You usually think of Steve Wozniak as the Apple II guy, but Kevin Burton's New FeedBlog links to a Skrentablog story that indicates that Wozniak may have saved the Macintosh, and with it all graphical-based computer operating systems, including the operating system that you're using to read this right now.
From Tom Hornby:
[Steve] Jobs wanted a blockbuster for his product. Chiat/Day's copywriter and art director, Steve Hayden and Brent Thomas, created a tentative storyboard to present to the newly installed John Sculley for approval. The storyboard featured hundreds of men listening to Big Brother on a huge screen delivering a speech on the virtues of censorship. In mid-speech, a model runs into the room and destroys the screen with a baseball bat, freeing the men from Big Brother's grasp.
Steve Jobs was thrilled with the commercial. He thought that it would generate a buzz for the Macintosh without even featuring the product itself.
Sculley, the creator of the Pepsi Challenge and Pepsi Generation while he was VP at PepsiCola (PepsiCo's beverage wing), disliked the ad, but was willing to defer to Jobs. The ad was approved, and Chiat/Day was told to buy the airtime during SuperBowl XVIII....
The ad was the pride of the entire agency. They were confident that 1984 would generate a tremendous interest in not only the Macintosh, but all Apple products.
Unfortunately, Apple's board didn't concur. When the board was shown the ad, cofounder Mike Markula suggested that Apple drop Chiat/Day altogether. The rest of the board was not impressed either.
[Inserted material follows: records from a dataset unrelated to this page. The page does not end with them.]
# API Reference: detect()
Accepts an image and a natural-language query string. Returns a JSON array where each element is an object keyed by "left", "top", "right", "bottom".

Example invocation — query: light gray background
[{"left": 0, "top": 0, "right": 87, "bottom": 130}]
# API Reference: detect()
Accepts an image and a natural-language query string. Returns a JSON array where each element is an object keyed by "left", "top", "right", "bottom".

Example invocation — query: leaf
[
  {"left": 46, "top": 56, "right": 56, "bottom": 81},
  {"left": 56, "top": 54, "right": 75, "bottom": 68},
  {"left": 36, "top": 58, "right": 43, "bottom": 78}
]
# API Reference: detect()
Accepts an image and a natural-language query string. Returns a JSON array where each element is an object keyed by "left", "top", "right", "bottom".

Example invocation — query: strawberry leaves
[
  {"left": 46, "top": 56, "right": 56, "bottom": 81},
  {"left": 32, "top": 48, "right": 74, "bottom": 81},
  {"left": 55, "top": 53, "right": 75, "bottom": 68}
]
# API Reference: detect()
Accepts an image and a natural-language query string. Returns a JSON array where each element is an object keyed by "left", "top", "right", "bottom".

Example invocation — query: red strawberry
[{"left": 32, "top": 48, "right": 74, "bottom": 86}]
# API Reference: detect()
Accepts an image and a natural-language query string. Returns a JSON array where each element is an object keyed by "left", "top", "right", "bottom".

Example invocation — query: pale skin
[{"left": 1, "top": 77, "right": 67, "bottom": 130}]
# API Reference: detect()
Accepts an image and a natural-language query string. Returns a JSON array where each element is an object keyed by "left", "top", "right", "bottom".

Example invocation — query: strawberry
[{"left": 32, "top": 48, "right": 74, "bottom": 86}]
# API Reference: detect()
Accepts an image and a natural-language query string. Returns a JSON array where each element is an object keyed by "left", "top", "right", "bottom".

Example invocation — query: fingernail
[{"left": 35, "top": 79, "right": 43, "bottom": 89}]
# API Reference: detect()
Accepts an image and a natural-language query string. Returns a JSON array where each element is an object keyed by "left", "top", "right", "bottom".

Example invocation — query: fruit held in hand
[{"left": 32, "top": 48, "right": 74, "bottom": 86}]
Sculley was discouraged by the board's reaction and asked Chiat/Day to sell back both the timeslots to CBS (the commercial was to air uncut during a minute spot, and an abreviated version would be aired during a thirty second spot). If a buyer could not be found, Manuals would be run instead. Chiat/Day defied Sculley and only sold the thirty second spot.
Steve Wozniak, who was still friends with Jobs at the time, heard about the board's refusal to support the ad from Jobs, who also showed it to him. Wozniak loved the ad and offered to pay for the spot personally if Jobs was unable to get Apple to air the ad.
When Jobs told Sculley of Wozniak's support, he gave the decision to marketing manager, Bill Campbell (future CEO of Intuit), who loved the ad....
Skrentablog sums things up:
Amazing. The ad agency ignores the CEO's instructions, and Woz the founder steps in to offer to pay for the ad out of his own pocket if they don't run it. That's so cool...
Popular history remembers successful efforts being destined for greatness from the start. But there's usually a messier story behind the scenes.
Indeed. And what if Apple had run the other ad instead - the one that featured the difference in the number of manuals? I suspect that the Macintosh would have become another Lisa - a nice little peripheral player in the computer landscape, but nothing to write home about. "1984" gave Apple the first big push to get the Mac out the door, buying it time until improved Mac computers and software (remember the all-important phrase "desktop publishing"?) could enter the market, and literally change the computer hardware and software industry as we know it.
Without 1984, we probably would have had some form of Microsoft Windows, but we may not have had Microsoft Office, and we may still be saving our work on 5 1/4" floppy disks.